The project of Friendly AI would benefit from being approached in a much more down-to-earth way. Discourse about the subject seems to be dominated by a set of possibilities which are given far too much credence:
- A single AI will take over the world
- A future galactic civilization depends on 21st-century Earth
- 10n-year lifespans are at stake, n greater than or equal to 3
- We might be living in a simulation
- Acausal deal-making
- Multiverse theory
Add up all of that, and you have a great recipe for enjoyable irrelevance. Negate every single one of those ideas, and you have an alternative set of working assumptions that are still consistent with the idea that Friendly AI matters, and which are much more suited to practical success:
- There will always be multiple centers of power
- What's at stake is, at most, the future centuries of a solar-system civilization
- No assumption that individual humans can survive even for hundreds of years, or that they would want to
- Assume that the visible world is the real world
- Assume that life and intelligence are about causal interaction
- Assume that the single visible world is the only world we affect or have reason to care about
The simplest reason to care about Friendly AI is that we are going to be coexisting with AI, and so we should want it to be something we can live with.

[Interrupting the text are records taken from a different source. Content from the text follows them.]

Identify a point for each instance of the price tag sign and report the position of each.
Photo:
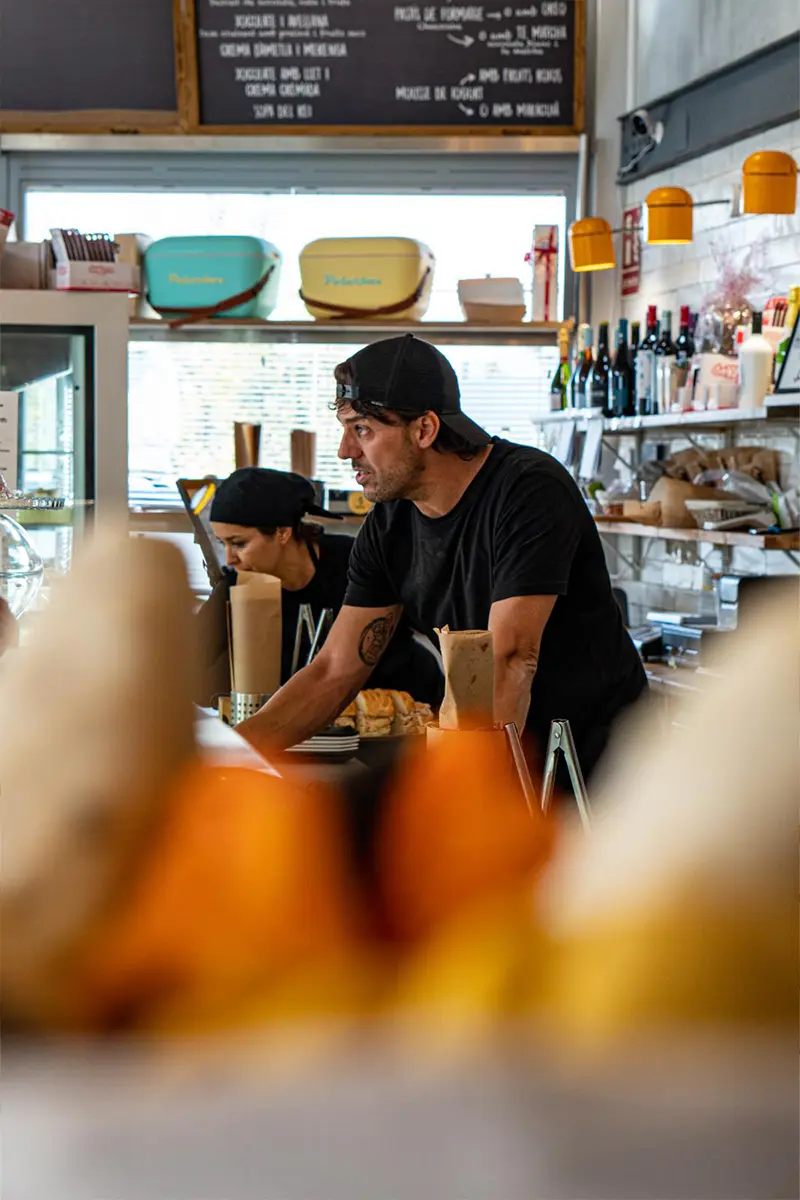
(8, 437)
(631, 273)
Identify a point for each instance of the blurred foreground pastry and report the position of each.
(95, 718)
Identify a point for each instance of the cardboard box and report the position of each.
(25, 265)
(545, 257)
(96, 277)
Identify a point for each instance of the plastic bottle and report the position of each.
(755, 367)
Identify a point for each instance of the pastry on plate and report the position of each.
(347, 718)
(409, 715)
(374, 713)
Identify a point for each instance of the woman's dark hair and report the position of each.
(306, 532)
(446, 441)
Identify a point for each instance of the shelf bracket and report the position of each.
(617, 455)
(631, 565)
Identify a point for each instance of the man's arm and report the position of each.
(316, 695)
(517, 625)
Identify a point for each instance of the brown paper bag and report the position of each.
(247, 444)
(468, 659)
(304, 453)
(256, 634)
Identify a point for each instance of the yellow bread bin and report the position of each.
(352, 279)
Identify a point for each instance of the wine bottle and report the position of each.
(684, 345)
(636, 330)
(645, 361)
(560, 382)
(599, 384)
(791, 318)
(666, 355)
(582, 370)
(621, 390)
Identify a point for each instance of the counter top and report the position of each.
(661, 675)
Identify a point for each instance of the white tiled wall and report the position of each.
(675, 275)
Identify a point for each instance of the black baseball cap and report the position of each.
(409, 376)
(257, 497)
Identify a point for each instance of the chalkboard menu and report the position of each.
(378, 64)
(83, 57)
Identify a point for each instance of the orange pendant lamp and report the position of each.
(769, 183)
(591, 245)
(669, 217)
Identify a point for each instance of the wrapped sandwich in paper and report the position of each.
(468, 659)
(256, 634)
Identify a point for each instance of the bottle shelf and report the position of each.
(713, 537)
(719, 419)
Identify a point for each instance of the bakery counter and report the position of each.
(671, 679)
(222, 747)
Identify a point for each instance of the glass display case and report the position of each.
(62, 429)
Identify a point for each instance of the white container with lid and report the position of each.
(493, 301)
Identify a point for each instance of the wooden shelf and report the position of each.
(674, 423)
(456, 333)
(714, 537)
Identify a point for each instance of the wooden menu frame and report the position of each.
(187, 118)
(112, 120)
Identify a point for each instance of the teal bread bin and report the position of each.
(199, 279)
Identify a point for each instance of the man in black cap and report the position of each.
(259, 516)
(470, 532)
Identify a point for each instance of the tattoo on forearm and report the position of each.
(374, 639)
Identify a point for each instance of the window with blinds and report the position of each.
(185, 395)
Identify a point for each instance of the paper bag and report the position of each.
(256, 634)
(468, 659)
(304, 453)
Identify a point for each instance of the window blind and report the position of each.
(184, 399)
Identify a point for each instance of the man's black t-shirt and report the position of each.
(405, 665)
(521, 528)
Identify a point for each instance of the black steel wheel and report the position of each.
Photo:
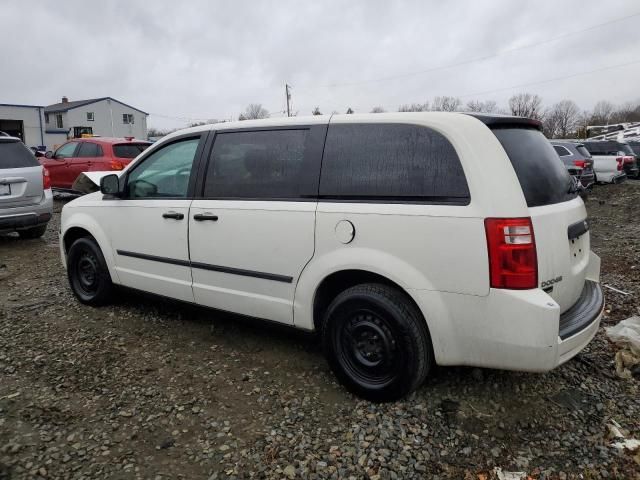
(88, 273)
(377, 342)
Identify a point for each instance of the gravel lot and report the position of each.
(149, 388)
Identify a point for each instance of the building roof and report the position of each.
(65, 106)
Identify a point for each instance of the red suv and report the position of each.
(89, 155)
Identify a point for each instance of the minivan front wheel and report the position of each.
(376, 342)
(88, 273)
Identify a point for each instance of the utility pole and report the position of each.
(286, 90)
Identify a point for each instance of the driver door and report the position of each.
(148, 225)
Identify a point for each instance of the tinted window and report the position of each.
(266, 164)
(129, 150)
(164, 173)
(603, 148)
(66, 150)
(391, 161)
(16, 155)
(89, 149)
(543, 177)
(563, 152)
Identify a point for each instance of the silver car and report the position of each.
(26, 201)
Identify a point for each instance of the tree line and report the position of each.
(564, 119)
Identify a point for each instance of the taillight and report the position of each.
(46, 179)
(513, 263)
(116, 165)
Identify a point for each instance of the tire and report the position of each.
(35, 232)
(376, 342)
(88, 273)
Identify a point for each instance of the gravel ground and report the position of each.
(149, 388)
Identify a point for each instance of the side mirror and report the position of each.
(110, 185)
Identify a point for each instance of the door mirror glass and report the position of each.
(110, 185)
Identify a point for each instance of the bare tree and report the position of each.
(489, 106)
(254, 111)
(446, 104)
(562, 119)
(602, 113)
(526, 105)
(414, 107)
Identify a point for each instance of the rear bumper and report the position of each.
(29, 216)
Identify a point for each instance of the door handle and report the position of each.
(200, 217)
(174, 215)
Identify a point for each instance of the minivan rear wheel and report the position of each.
(88, 273)
(377, 342)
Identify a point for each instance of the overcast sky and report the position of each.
(193, 60)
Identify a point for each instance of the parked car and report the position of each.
(406, 240)
(26, 202)
(88, 155)
(577, 160)
(612, 161)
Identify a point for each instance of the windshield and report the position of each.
(129, 150)
(542, 175)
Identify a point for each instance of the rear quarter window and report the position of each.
(16, 155)
(391, 162)
(542, 175)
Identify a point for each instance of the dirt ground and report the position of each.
(149, 388)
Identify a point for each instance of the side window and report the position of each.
(561, 151)
(88, 149)
(391, 161)
(66, 150)
(264, 164)
(165, 173)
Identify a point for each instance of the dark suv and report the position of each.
(578, 161)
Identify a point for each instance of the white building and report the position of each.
(104, 116)
(23, 121)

I don't see that anything important would be lost by strongly foregrounding the second set of assumptions, and treating the first set of possibilities just as possibilities, rather than as the working hypothesis about reality.
[Earlier posts on related themes: practical FAI, FAI without "outsourcing".]
One of these is not like the others. Whether a single AI takes over the world, or whether there are always multiple centers of power is something we choose. The rest are properties of the universe waiting to be discovered (or which we think we've discovered, as the case may be).
I think it's an especially important choice, and I think that the world ends up looking much better, by my values, with one dominant AI rather than power diffused among many. This is not to say that one AI would make all the decisions, but rather that something has to be powerful enough to veto all the really bad ideas, and notice when others are playing with fire; and I don't think very many entities can stably have that power at once. In human societies, spreading power out more reduces the damage if some of the humans turn out to be bad. Among AIs, the failure modes are different and I don't think that's the case any more; I think an insane AI does a more or less constant amount of damage (it destroys everything), so spreading out the power just increases the risk of one of them being bad.
Whether the recursive self-improvement is possible or not, is the property of the universe. Also other details, like how much additional time and energy is necessary for another increase in intelligence.
The answer to this question can make some outcomes more likely. For example, if recursive self-improvement is possible, and at some level you can get a huge increase in intelligence very quickly and relatively cheaply, one of the centers of power could easily overpower the other ones. Perhaps even in situations where every super-agent would read and analyze the source code of all other super-agents all the time; the increased intelligence could allow one of them to make changes that will seem harmless to the other ones.
On the other hand the multiple centers of power scenario is more likely if humankind spreads to many planets, and there is some natural limit how high an intelligence can become before it somehow collapses or starts needing insane amounts of energy; so no super-agent could be smart enough to conquer the rest of the world.